Si les cloches de Gernicourt ont été muettes en présence de Saint Rigobert qui finit par leur rendre leur mélodie, il n'en fut pas de même de la cloche de Céply qui parla toute seule et avec une rare intelligence dans une circonstance critique dont on a gardé la memoire dans le pays. Le hameau de Céply était une ancienne dépendance du bourg de Crécy-sur-Serre. Il occupait une partie de la plaine qui se trouve vers Chalandry entre la rivière de Souche et le nouveau lit de la rivière de Serre. Il a complètement disparu, soit qu'il ait été détruit à la suite de quelques violentes inondations auxquelles il était fréquemment exposé dans ce pli que formaient les eaux alors très-abondantes dans ces prairies basses, soit plutôt qu'il ait été abandonné aussitôt que le canal de dérivation de la Serre l'eût séparé de la Metropole. Nous avons une preuve de l'importance de ce hameau ou petit village dans l existence d'une fabrique qui y avait été établie et qui devait jouir de revenus assez considérables puisque nous la voyons donner en 1696 une somme de 150 francs pour les écolages des petites filles de Céply, allant à la classe des sœurs à Crécy. Maintenant que cous avons constaté l'existence de ce petit faubourg dont l'origine était ancienne puisqu'il est fait mention de lui et de son moulin dès le commencement des XII et XIIIème siècles, parlons de l'aventure de sa cloche.
L'expérience nous apprend que les édifices religieux, malgré le caractère de sainteté dont ils sont toujours revêtus, ne sont pas toujours inviolables ni à l'abri des violences. Ils sont au contraire plus exposés que les autres à être dévalisés, soit à raison de leur isolement des habitations, ou du silence qui les environne à certaines heures de la nuit. C'est du moins ce qui est arrivé à l'église de Céply comme nous allons le voir.
On raconte, en effet, que pendant une nuit sombre et quand le vent soufflait en tempète, de hardis larrons jugent le moment propice, après avoir escaladé les murs de la chapelle, se mirent en devoir de la dépouiller de ses objets les plus précieux. Déjà ils avaient fait main-basse sur les tronc, contenant l'offrande des fidèles, la sacristie elle-même avait été fouillée jusque dans les recoins les plus ignorés. Un riche butin en était sorti, il ne restait plus aux malfaiteurs qu'a forcer le tabernacle pour en extraire le saint ciboire et quelques autres pièces d'argenterie qui s'y trouvaient renfermées.
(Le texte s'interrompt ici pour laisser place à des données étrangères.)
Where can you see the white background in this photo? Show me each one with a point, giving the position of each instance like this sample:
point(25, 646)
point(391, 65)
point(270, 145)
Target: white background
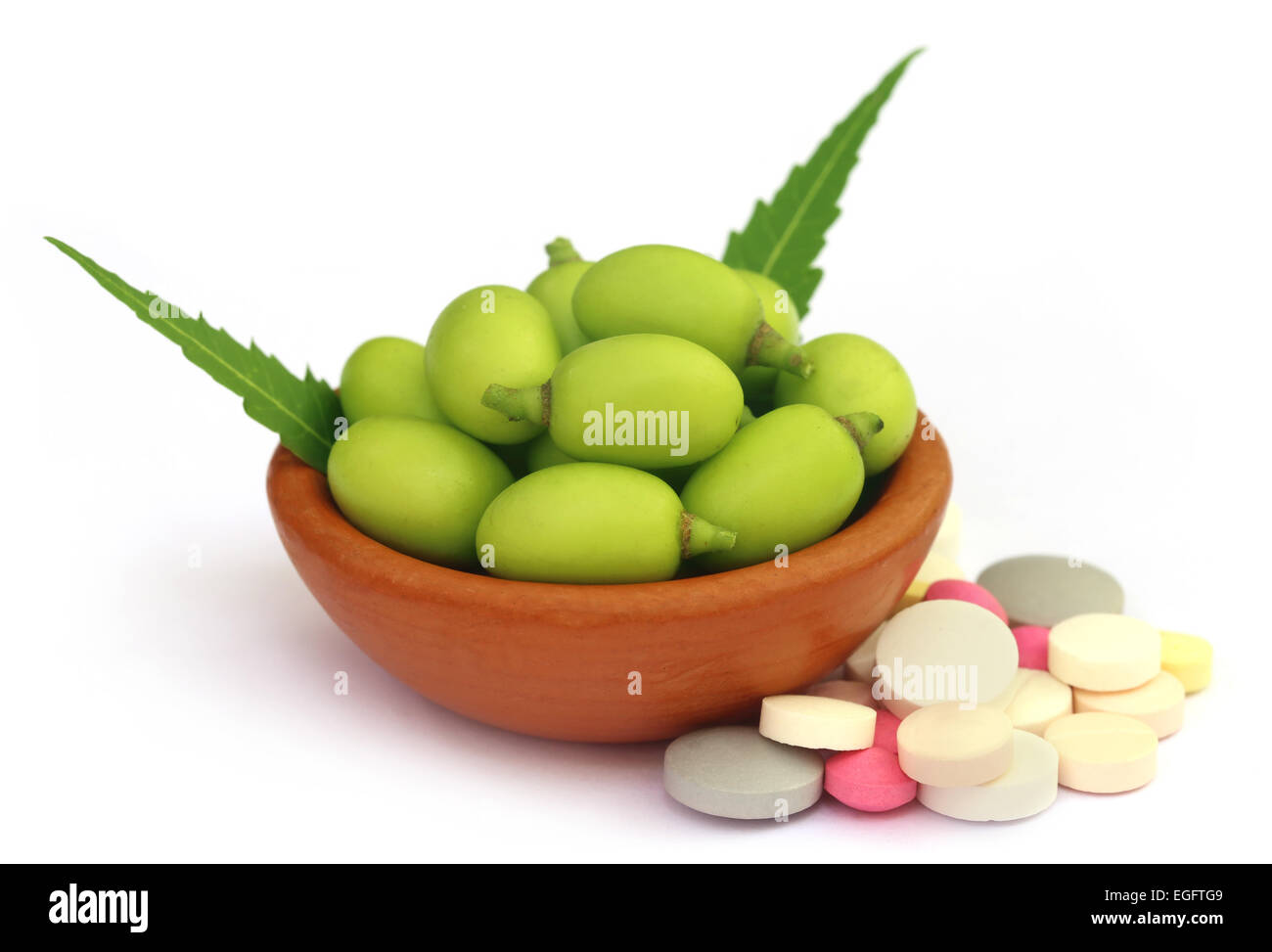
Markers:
point(1061, 227)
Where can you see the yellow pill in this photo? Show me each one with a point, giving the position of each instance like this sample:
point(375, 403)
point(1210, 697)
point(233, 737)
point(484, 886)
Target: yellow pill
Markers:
point(1103, 752)
point(1187, 657)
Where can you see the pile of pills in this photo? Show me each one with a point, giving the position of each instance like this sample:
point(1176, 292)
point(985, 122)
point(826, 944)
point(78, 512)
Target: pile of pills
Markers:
point(978, 701)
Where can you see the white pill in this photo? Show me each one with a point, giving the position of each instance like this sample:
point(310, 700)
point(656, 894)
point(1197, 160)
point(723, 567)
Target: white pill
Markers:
point(853, 691)
point(950, 532)
point(819, 723)
point(1105, 652)
point(860, 663)
point(1103, 752)
point(1028, 787)
point(1034, 699)
point(946, 746)
point(1158, 703)
point(945, 651)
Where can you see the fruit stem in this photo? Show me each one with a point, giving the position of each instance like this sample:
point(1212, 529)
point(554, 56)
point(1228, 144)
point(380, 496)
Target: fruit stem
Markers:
point(861, 427)
point(532, 404)
point(770, 349)
point(561, 252)
point(699, 536)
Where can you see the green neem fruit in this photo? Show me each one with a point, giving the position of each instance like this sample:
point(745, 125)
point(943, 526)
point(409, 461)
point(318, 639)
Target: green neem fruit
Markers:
point(790, 478)
point(592, 523)
point(543, 453)
point(856, 375)
point(415, 485)
point(757, 382)
point(661, 289)
point(645, 400)
point(488, 334)
point(554, 289)
point(386, 377)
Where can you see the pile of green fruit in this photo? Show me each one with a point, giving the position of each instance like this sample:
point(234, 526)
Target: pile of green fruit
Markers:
point(614, 420)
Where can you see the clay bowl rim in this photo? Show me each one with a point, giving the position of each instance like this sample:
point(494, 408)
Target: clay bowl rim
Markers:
point(916, 490)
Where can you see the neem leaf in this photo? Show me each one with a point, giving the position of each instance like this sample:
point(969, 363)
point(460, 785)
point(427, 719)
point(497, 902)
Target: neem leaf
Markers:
point(303, 413)
point(783, 240)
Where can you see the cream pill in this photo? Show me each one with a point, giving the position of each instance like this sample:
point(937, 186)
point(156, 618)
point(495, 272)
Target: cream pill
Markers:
point(1105, 652)
point(944, 651)
point(733, 771)
point(818, 723)
point(853, 691)
point(1105, 752)
point(1044, 589)
point(945, 746)
point(860, 663)
point(1158, 703)
point(1028, 787)
point(1033, 701)
point(965, 591)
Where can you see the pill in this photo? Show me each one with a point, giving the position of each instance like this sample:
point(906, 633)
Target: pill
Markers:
point(944, 651)
point(1105, 652)
point(733, 771)
point(853, 691)
point(1044, 589)
point(933, 567)
point(1031, 644)
point(950, 532)
point(1188, 658)
point(963, 591)
point(860, 663)
point(818, 723)
point(1103, 752)
point(948, 746)
point(1028, 787)
point(1034, 699)
point(1158, 703)
point(870, 781)
point(886, 730)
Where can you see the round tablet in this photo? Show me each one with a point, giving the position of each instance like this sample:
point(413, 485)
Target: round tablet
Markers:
point(860, 663)
point(733, 771)
point(946, 746)
point(1188, 658)
point(870, 781)
point(933, 567)
point(950, 532)
point(1103, 752)
point(1158, 703)
point(1033, 701)
point(1028, 787)
point(1044, 589)
point(886, 730)
point(818, 723)
point(945, 651)
point(1105, 652)
point(965, 591)
point(853, 691)
point(1031, 644)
La Providence ne permit pas que cet affreux sacrilège pût s'accomplir impunément. Au moment où l'un de ces dangereux brigands s'apprêtait à faire sauter la porte du tabernacle, la cloche se mit à sonner d'elle-même, à pleine volée, mais en signe d'alarme ; c'est-à-dire en faisant entendre comme un tocsin sinistre et frappant à coups redoublés ainsi qu'il arrive en cas d'incendie. Bientôt le hameau fut sur pied, on regardait avec inquiétude de quel côté était le feu et les secours à porter. Mais comme on ne voyait aucun indice de malheur qu'on redoutait, on se dirigea naturellement vers l'église d'où était parti le signal pour avoir l'explication de cette sonnerie inusitée et à pareille heure.
La cause en fut vite trouvée, quand les habitants, en pénétrant dans l'enceinte. sacrée, virent avec stupeur l'autel illuminé comme aux jours des fêtes, car tous les cierges étaient allumés et les voleurs, les traits bouleversés, muets et immobiles, dressés la comme des ombres dans le sanctuaire, on eût dit que leurs pieds sans mouvement etaient fixés au sol. Toutefois ils ne gardèrent pas longtemps cette attitude. Surpris en flagrant délit de vol et pièces en main, ces héros d'un nouveau genre furent appréhendés et livrés à la justice qui leur demanda un compte sévère de leur audacieuse profanation.